What is a real-time data warehouse? How is it different from near to real-time data warehouse?
As the term suggests, a real-time data warehouse is a system, which reflects all changes to its sources in real time. As simple as it sounds, this is still an area of active research in the field. In traditional DWH, the operational system(s) are kept separate from the DWH for a good reason. The Operational systems are designed to accept inputs or changes to data regularly, hence have a good chance of being regularly queried. On the other hand, a DWH is supposed to do just the opposite – it is
used to query data for reports only. No changes to data, through user actions is expected (or designed). The only inputs could come from the ETL feed at stipulated times.
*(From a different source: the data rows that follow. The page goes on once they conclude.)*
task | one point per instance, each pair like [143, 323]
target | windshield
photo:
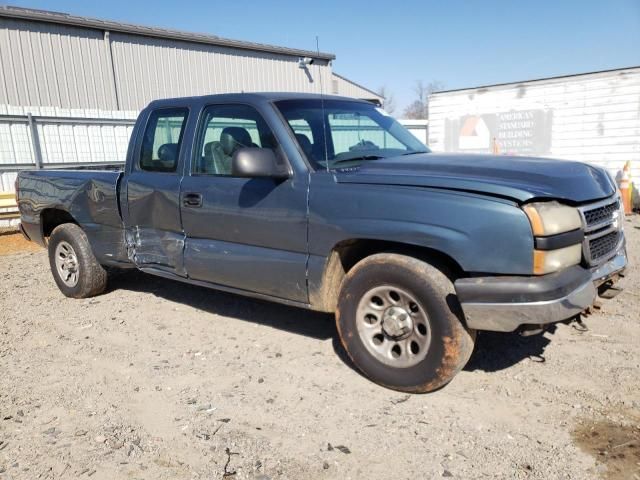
[343, 133]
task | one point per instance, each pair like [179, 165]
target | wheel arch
[50, 218]
[344, 255]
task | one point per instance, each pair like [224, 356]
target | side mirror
[255, 162]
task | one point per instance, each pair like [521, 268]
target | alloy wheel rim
[393, 326]
[67, 264]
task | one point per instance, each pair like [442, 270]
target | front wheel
[75, 269]
[400, 322]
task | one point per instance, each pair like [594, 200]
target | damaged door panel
[147, 247]
[153, 224]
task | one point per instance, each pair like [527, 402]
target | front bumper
[503, 304]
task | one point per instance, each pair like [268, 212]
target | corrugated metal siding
[53, 65]
[47, 64]
[150, 68]
[595, 117]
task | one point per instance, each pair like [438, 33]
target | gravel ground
[161, 380]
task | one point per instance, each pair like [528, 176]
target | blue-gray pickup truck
[328, 203]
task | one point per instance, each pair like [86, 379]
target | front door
[246, 233]
[154, 232]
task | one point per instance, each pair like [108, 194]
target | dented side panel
[154, 235]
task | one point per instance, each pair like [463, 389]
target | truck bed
[89, 196]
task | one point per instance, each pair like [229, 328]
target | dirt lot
[160, 380]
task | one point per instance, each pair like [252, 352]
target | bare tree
[388, 101]
[419, 108]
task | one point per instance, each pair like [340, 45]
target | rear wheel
[75, 269]
[400, 322]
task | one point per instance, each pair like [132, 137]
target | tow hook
[531, 329]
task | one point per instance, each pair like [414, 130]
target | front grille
[600, 247]
[602, 232]
[601, 214]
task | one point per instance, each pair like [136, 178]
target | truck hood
[518, 178]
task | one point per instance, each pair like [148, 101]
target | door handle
[192, 200]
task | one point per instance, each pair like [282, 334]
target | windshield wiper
[414, 153]
[361, 157]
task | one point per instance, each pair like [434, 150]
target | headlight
[551, 218]
[549, 261]
[548, 219]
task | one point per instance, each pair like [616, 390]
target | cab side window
[224, 130]
[162, 140]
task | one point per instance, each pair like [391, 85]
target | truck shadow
[498, 351]
[493, 352]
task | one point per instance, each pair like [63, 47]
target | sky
[394, 44]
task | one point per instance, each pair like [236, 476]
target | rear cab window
[162, 140]
[224, 129]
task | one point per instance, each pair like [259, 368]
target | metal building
[70, 87]
[593, 117]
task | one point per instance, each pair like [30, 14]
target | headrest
[168, 152]
[233, 138]
[208, 149]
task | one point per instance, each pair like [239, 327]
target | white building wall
[592, 117]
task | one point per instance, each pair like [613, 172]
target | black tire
[450, 343]
[91, 277]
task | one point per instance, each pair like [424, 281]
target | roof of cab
[250, 97]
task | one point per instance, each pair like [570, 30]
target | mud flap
[148, 247]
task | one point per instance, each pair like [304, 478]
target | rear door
[246, 233]
[154, 232]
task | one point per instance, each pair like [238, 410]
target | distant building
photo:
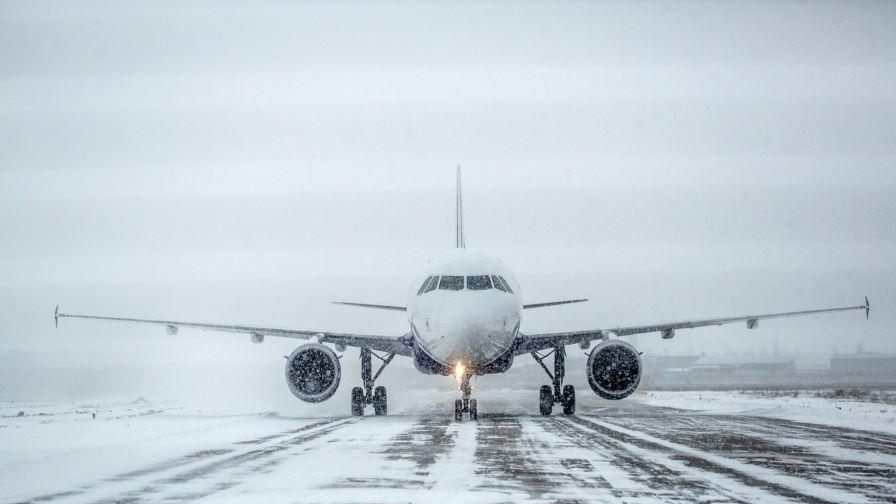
[742, 365]
[865, 365]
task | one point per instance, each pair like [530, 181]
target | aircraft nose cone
[470, 332]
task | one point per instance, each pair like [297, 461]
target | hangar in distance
[464, 313]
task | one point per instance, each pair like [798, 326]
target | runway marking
[750, 474]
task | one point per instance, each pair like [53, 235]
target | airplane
[464, 312]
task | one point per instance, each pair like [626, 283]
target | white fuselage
[472, 325]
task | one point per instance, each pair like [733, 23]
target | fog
[229, 162]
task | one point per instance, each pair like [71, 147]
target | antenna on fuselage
[459, 232]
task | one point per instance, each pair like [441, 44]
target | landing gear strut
[465, 405]
[548, 395]
[369, 394]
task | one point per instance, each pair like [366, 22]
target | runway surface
[608, 452]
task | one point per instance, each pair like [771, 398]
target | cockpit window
[429, 284]
[433, 283]
[506, 285]
[451, 283]
[423, 287]
[501, 283]
[479, 282]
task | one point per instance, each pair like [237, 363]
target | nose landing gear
[369, 395]
[465, 405]
[558, 394]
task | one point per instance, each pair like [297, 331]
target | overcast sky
[250, 161]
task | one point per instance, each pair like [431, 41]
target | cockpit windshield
[479, 282]
[451, 283]
[429, 284]
[456, 282]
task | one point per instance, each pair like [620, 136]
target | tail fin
[459, 232]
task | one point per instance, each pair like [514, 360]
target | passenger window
[479, 282]
[506, 285]
[433, 283]
[451, 283]
[423, 287]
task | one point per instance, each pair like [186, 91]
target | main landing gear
[369, 394]
[465, 405]
[548, 395]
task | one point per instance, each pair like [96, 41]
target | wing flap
[533, 342]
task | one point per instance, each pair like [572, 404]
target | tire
[569, 400]
[546, 400]
[379, 401]
[357, 401]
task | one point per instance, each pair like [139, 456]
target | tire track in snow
[826, 456]
[756, 477]
[169, 464]
[200, 464]
[655, 476]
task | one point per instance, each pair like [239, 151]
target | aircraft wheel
[546, 400]
[357, 401]
[569, 400]
[379, 401]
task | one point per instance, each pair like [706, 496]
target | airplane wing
[367, 305]
[391, 344]
[553, 303]
[533, 342]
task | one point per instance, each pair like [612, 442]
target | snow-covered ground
[637, 450]
[804, 407]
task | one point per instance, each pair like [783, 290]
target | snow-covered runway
[620, 452]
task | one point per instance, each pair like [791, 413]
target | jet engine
[614, 369]
[313, 372]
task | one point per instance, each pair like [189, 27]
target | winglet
[459, 232]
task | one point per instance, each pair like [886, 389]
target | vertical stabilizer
[459, 232]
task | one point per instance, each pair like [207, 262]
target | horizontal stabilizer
[378, 307]
[553, 303]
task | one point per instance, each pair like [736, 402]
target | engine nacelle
[614, 369]
[313, 372]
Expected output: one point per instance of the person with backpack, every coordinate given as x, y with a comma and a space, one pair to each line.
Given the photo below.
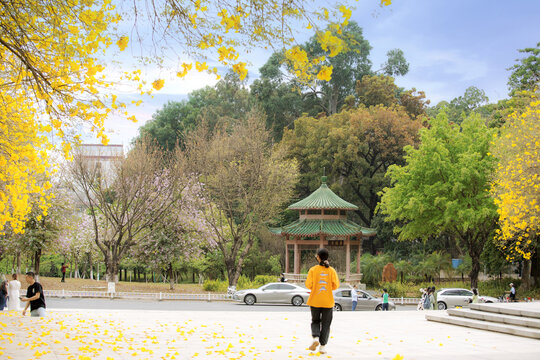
427, 299
322, 280
3, 295
385, 300
432, 298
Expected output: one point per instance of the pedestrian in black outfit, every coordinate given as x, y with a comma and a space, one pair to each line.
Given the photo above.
322, 279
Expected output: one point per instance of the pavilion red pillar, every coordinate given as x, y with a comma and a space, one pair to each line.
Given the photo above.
347, 259
286, 257
296, 257
358, 257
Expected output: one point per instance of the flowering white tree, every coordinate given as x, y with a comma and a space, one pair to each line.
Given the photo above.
178, 235
143, 189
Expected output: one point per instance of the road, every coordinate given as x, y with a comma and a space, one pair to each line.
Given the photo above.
180, 305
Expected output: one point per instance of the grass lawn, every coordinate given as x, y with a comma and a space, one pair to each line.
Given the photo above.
52, 283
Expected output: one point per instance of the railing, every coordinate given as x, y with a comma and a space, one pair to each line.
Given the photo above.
170, 296
136, 295
353, 278
405, 301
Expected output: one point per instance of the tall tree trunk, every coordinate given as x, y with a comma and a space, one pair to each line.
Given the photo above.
112, 270
475, 270
91, 266
18, 271
171, 279
526, 276
37, 260
535, 269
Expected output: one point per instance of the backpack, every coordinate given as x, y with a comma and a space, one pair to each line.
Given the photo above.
427, 303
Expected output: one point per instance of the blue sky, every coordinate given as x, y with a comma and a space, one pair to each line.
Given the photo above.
449, 44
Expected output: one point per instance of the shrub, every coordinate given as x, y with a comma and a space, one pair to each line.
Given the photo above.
260, 280
215, 285
245, 283
497, 287
396, 289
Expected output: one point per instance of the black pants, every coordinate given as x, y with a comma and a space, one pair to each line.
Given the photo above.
321, 318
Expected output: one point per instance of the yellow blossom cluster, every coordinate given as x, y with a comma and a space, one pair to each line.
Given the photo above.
50, 82
517, 182
23, 163
49, 62
218, 30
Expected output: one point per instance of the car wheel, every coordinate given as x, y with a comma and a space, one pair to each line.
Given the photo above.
297, 300
441, 305
250, 299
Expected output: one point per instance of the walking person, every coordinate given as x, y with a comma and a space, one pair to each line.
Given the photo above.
432, 298
474, 299
322, 279
34, 297
385, 300
3, 295
512, 292
63, 269
422, 299
427, 300
14, 287
354, 296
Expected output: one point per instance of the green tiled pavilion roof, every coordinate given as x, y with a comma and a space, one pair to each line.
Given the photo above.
314, 227
323, 198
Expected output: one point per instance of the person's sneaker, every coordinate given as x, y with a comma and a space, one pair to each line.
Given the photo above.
314, 345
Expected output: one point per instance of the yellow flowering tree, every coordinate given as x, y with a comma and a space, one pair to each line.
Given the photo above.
49, 82
517, 183
52, 78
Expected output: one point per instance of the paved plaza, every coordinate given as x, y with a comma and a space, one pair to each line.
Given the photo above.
131, 334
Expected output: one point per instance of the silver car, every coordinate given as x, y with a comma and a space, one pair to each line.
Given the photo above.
282, 293
343, 301
450, 298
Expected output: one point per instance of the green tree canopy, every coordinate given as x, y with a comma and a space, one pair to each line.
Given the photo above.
444, 186
355, 147
526, 73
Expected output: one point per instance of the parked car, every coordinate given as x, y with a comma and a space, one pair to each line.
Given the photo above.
282, 293
343, 301
449, 298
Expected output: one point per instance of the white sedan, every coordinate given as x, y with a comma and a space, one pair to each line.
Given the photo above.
282, 293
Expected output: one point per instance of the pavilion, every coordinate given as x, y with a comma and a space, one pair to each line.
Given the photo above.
323, 222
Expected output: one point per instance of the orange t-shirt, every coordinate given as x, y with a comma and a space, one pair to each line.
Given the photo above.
322, 281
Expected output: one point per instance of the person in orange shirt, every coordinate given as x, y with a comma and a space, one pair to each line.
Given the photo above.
322, 280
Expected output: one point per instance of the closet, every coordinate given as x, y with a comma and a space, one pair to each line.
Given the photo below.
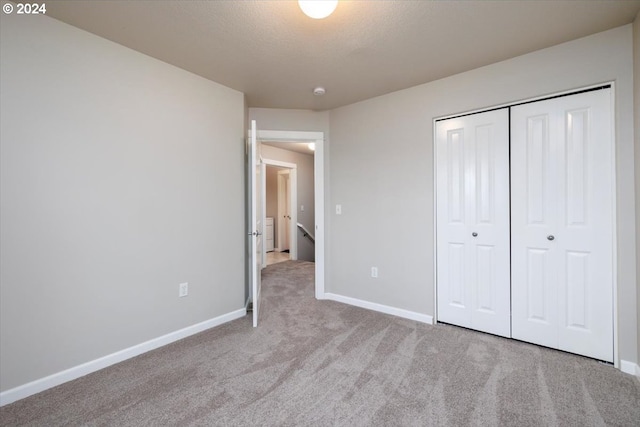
524, 221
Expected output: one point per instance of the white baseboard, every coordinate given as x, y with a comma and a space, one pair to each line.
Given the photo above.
70, 374
411, 315
630, 368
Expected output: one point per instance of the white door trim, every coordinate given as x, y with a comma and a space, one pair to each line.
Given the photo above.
318, 163
616, 359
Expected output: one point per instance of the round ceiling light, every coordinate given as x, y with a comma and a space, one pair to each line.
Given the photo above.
318, 9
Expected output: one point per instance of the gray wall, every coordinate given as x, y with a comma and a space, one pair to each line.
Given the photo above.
305, 194
121, 176
381, 171
636, 92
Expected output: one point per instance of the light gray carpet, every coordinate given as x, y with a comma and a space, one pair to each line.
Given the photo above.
322, 363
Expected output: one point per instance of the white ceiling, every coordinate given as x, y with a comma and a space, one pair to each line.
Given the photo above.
276, 55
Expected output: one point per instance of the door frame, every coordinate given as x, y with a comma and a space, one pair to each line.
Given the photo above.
293, 201
318, 194
611, 84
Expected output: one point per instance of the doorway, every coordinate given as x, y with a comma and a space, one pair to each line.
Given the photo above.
316, 229
281, 189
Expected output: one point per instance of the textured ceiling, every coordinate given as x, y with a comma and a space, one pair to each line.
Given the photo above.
276, 55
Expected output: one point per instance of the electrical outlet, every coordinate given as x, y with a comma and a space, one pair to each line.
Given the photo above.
183, 289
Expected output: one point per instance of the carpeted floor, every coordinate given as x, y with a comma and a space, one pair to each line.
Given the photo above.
322, 363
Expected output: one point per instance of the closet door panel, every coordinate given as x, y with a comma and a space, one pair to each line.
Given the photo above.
575, 203
472, 222
533, 219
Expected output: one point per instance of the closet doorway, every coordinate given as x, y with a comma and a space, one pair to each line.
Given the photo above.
525, 206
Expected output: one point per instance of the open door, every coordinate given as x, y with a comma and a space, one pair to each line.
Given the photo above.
255, 170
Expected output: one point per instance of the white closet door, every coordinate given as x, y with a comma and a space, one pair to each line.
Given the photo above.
562, 224
472, 161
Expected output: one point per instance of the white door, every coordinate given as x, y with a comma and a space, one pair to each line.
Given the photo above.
562, 223
472, 196
256, 231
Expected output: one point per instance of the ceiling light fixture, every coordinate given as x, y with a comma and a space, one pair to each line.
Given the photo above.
318, 9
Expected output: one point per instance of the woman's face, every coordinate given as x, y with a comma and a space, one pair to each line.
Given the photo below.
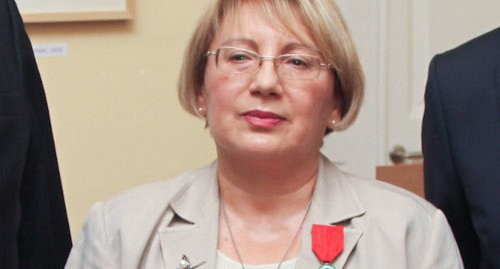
263, 114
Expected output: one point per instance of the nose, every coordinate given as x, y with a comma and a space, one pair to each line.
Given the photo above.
266, 79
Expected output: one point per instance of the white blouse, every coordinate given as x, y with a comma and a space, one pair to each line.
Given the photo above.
224, 262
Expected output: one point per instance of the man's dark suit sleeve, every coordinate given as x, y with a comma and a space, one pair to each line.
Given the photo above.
443, 186
34, 231
461, 146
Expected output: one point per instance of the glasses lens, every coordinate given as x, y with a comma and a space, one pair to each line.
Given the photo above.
235, 60
297, 66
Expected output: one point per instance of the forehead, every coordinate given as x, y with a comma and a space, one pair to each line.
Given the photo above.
263, 24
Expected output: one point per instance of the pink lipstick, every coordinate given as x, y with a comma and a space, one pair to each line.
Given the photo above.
262, 119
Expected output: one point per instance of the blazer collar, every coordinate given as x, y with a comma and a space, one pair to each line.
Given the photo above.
193, 226
196, 211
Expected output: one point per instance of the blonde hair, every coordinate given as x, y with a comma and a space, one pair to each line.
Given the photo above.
323, 21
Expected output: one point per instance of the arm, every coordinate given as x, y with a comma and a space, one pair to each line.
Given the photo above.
92, 250
443, 185
441, 251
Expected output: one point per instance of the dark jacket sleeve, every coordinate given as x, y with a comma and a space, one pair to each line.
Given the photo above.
443, 186
461, 146
34, 231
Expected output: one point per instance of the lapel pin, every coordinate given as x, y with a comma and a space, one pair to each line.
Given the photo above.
327, 243
185, 264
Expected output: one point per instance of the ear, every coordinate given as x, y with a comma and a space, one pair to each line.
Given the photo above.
201, 106
334, 118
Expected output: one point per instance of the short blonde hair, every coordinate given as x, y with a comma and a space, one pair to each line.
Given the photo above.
323, 21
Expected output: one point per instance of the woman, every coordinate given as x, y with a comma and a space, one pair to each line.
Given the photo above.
271, 78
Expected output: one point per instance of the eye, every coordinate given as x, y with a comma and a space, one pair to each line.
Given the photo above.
238, 56
298, 61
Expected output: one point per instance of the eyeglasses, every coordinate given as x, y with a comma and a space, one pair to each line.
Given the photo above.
241, 61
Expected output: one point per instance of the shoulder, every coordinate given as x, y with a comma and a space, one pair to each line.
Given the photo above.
480, 50
389, 199
154, 196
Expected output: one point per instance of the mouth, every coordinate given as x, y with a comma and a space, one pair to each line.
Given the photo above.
263, 119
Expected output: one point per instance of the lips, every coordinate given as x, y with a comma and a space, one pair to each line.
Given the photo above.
263, 119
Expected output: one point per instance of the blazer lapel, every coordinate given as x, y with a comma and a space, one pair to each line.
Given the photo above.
334, 203
193, 229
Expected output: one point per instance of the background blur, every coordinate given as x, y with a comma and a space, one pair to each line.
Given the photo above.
113, 102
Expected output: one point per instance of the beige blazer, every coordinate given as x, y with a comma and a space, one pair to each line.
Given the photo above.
152, 226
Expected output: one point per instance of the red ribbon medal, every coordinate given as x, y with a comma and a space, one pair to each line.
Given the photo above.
327, 243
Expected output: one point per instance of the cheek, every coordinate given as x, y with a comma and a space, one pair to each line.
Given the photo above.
316, 101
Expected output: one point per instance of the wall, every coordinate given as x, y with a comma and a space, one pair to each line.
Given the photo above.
113, 102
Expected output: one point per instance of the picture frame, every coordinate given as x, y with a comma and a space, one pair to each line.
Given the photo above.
48, 11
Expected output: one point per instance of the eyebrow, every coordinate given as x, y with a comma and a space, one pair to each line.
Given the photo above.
253, 44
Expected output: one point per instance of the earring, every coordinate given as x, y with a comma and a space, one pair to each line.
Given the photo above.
332, 124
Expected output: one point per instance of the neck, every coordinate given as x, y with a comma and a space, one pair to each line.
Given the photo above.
267, 186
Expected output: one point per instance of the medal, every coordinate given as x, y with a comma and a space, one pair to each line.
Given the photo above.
185, 264
327, 243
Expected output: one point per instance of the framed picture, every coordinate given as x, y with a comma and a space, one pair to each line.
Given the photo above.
38, 11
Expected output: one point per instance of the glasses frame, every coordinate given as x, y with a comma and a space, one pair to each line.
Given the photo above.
267, 58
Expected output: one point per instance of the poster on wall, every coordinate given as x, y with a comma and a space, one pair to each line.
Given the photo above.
34, 11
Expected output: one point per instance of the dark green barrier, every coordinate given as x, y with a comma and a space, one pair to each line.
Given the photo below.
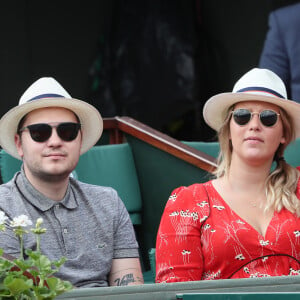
171, 291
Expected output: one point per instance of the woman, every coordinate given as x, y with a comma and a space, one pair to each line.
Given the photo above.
245, 223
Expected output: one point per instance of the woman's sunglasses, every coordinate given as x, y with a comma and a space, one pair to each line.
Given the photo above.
242, 116
41, 132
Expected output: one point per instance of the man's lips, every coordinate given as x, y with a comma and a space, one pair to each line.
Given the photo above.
253, 138
55, 154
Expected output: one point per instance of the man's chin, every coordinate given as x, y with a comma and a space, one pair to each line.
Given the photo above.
55, 176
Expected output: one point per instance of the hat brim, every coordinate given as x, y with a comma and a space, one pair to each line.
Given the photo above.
216, 108
90, 119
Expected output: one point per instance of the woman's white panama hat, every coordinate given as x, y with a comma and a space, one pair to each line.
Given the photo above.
47, 92
256, 85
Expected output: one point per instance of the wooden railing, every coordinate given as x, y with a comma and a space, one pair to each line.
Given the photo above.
117, 126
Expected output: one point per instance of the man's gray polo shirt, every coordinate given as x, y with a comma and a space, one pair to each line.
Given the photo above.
90, 227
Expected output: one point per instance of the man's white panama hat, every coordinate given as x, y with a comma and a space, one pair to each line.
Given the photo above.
47, 92
256, 85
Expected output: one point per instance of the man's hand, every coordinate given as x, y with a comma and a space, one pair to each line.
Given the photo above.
126, 271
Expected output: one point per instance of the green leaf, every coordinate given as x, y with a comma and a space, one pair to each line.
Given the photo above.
17, 285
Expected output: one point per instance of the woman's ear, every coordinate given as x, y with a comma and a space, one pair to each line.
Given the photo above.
283, 140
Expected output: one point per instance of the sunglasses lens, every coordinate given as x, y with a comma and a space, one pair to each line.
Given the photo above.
268, 118
40, 132
68, 131
242, 116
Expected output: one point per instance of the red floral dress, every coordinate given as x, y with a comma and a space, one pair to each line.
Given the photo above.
201, 238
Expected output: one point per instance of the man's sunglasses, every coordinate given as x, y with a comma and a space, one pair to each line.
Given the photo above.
242, 116
41, 132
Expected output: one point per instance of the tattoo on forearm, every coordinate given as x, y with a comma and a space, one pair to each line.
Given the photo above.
125, 280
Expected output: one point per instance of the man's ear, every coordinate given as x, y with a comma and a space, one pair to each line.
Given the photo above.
18, 143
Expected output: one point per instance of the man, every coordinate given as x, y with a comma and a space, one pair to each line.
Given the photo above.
87, 224
281, 52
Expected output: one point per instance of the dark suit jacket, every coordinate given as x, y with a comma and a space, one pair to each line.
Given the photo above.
281, 52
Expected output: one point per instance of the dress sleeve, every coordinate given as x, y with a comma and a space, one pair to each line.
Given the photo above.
178, 244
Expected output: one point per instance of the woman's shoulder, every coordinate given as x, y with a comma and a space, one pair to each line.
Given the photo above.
195, 188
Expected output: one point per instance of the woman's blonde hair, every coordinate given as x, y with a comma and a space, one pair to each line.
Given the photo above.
282, 182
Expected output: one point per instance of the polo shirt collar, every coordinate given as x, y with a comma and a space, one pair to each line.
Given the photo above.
40, 201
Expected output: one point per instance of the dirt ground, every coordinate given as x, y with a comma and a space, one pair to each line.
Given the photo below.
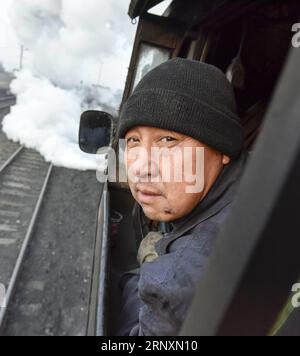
52, 293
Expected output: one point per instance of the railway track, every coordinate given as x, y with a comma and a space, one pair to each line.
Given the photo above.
24, 176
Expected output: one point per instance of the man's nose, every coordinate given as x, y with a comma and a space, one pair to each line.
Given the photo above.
145, 167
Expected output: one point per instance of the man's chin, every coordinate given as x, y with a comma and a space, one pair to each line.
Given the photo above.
155, 215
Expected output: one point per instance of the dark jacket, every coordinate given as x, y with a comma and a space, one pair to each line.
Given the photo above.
156, 297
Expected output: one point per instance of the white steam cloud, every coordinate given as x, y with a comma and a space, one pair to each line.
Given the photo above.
70, 47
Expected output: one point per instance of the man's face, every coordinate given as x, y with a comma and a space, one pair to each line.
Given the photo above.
169, 173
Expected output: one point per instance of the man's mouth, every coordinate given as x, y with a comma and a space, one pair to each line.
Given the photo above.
146, 195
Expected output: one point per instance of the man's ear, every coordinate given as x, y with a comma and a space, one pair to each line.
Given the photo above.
226, 160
The ETL would source its data from the Operational systems just explained above.
To create a real-time DWH we would have to merge both systems (several ways are being explored), a concept that is against the reason of creating a DWH. Bigger challenges occur in terms of updating aggregated data in facts at real time, still maintaining the surrogate keys. Besides, we would need lightening fast hardware to try this.Near Real time DWH is a trade-off between the conventional design and the dream of all clients today. The frequency of ETL updates in higher in this case for
e.g. once in 2 hours. We can also analyze and use selective refreshes at shorter time intervals, while complete refreshes may still be kept further apart. Selective refreshes would look at only those tables that get updated regularly.